Jammu: Eye-catching wall paintings depicting rich culture and heritage have come up in the winter capital as the administration is busy sprucing up the city ahead of ‘Darbar Move’.
‘Darbar Move’ is the 146-year-old practice of bi-annual shifting of the state capital between Jammu and Srinagar.
The wall painting is part of the beautification project being undertaken by the divisional administration to welcome the state government which is scheduled to start functioning from here for six months on November 5.
The Civil Secretariat — seat of Jammu and Kashmir government, Raj Bhavan and other major offices — was closed in the summer capital, Srinagar, on October 26.
The ‘Darbar Move’ was started by the then Maharaja Gulab Singh in 1872 to escape the extreme heat during summers in Jammu and biting cold of winters in Srinagar.
The practice was continued by elected governments post-independence to provide governance benefits — by turns– to both Kashmir and Jammu regions of the state for six months.
Besides the wall painting, many works like repair and black topping of roads, marking of yellow and white lines on the signals, plantation on dividers, cutting of ornamental plants on dividers to enhance the beauty and branch cutting alongside the roads was in progress, officials said.
They said flower decor and installation of flower pots on bridges and various designated places and repair of defunct lights on flyovers and roads was also going on.
Apart from the beautification works in the city, the departments concerned have engaged a large number of labourers to remove the dust and filth on the sides of the city roads, while the official residences of bureaucrats and residential quarters of move employees are also being renovated, the officials said.
A brainchild of the Jammu Municipal Corporation (JMC), the wall painting in the city was started in May under the Corporate Social Responsibility with a wide range of themes and the paintings have already received wide acclaim, Secretary JMC and Nodal Officer of the project Sunaina Sharma said.
She said the work is in full swing and most of the walls have been painted depicting rich culture and heritage, giving a colourful look to the city.
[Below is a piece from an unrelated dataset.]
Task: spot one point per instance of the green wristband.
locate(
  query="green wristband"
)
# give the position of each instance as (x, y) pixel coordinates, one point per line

Lauding the efforts of the artists, especially students of the Institute of Music and Fine Arts, Sharma said everyone from corporate houses to government departments are coming forward and linking with the mission to make the city beautiful.
Divisional commissioner, Jammu, Sanjeev Verma, along with Deputy Commissioner Ramesh Kumar and JMC Commissioner Arvind Kotwal, have shown personal interest and are monitoring the artworks themselves and guiding the field staff, she said.
Referring to the painting work done by students at Rajinder Chowk near the civil secretariat, she said it is a visual treat of artwork.
The students have turned the side wall of the road into a canvass to paint Maharaja’s darbar and Samba and Reasi forts.
“People are enjoying our work and are taking pictures and selfies. The paintings are catching the eyes of the commuters,” said Ajay Kumar, a final year student at the Institute of Music and Fine Arts.
It took almost a fortnight to Kumar and over a dozen students, including girls, to complete the assigned task.
“People appreciated their work by providing them snacks, tea and even money as a token of admiration,” Sharma said.